Recently, the New South Wales (NSW) Aboriginal affairs minister Victor Dominello announced $185,000 in funding for the development of an app to support the maintenance and revitalization of five Aboriginal languages local to New South Wales. Like the U.S., Australia has no official language but is largely monolingual in English. However, before the 18th century the country was home to over 350 Aboriginal languages. To this day about 70 of these languages have survived and all except roughly 20 are highly endangered.
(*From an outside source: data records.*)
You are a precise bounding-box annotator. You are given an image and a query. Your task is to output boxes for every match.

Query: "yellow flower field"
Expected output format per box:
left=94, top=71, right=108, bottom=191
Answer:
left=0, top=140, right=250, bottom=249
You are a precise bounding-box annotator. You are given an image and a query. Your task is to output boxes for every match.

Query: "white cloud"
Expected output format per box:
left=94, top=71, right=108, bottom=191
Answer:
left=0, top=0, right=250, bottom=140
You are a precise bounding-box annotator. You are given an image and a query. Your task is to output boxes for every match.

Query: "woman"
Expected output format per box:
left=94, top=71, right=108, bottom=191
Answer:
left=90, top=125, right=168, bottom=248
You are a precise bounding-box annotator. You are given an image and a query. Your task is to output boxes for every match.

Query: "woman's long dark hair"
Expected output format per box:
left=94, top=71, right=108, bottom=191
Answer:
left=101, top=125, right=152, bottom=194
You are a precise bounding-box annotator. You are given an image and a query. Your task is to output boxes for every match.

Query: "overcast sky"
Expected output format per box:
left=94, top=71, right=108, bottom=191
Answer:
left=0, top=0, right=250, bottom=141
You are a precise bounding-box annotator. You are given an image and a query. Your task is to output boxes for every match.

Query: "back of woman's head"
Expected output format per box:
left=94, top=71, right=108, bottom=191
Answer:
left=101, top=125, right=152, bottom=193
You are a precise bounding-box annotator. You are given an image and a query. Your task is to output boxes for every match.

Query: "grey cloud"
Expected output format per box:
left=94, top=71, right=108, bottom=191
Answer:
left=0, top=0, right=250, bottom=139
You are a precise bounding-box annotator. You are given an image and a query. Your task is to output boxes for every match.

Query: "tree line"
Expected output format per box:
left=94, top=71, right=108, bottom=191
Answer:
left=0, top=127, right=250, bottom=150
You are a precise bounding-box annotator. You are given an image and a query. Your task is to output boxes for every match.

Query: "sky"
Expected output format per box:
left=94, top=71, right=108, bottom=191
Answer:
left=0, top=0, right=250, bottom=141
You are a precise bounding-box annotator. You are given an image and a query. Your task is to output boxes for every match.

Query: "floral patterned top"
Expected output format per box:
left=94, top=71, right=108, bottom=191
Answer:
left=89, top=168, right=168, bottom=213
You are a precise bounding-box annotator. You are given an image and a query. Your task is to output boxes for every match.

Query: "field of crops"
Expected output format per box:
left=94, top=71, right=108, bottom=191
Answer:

In response to this, the NSW Government created a plan for Aboriginal affairs in 2013. Called OCHRE – opportunity, choice, healing, responsibility, empowerment – the plan aims to support more Aboriginal students in their schools and communities, especially through the teaching of Aboriginal languages.
The mobile app will provide audio recordings of commonly used words and phrases as well as translation games in the languages of Bundjalung, Gamilaraay/ Yuwaalaraay/ Yuwaalayaay, Gumbaynggirr, Paakantji and North West Wiradjuri. Dominello says, “Once developed, the app will enable knowledge holders – Aboriginal community elders, language teachers, and students – to work collectively to learn and record traditional language.”
After 20 years of pushing for Australia's indigenous languages to be taught, language program coordinator Diane McNaboe says she is finally starting to see a big breakthrough. The integration of smart technology and mobile apps in language learning may help endangered Aboriginal Australian languages and set the stage for other indigenous language speakers to do the same.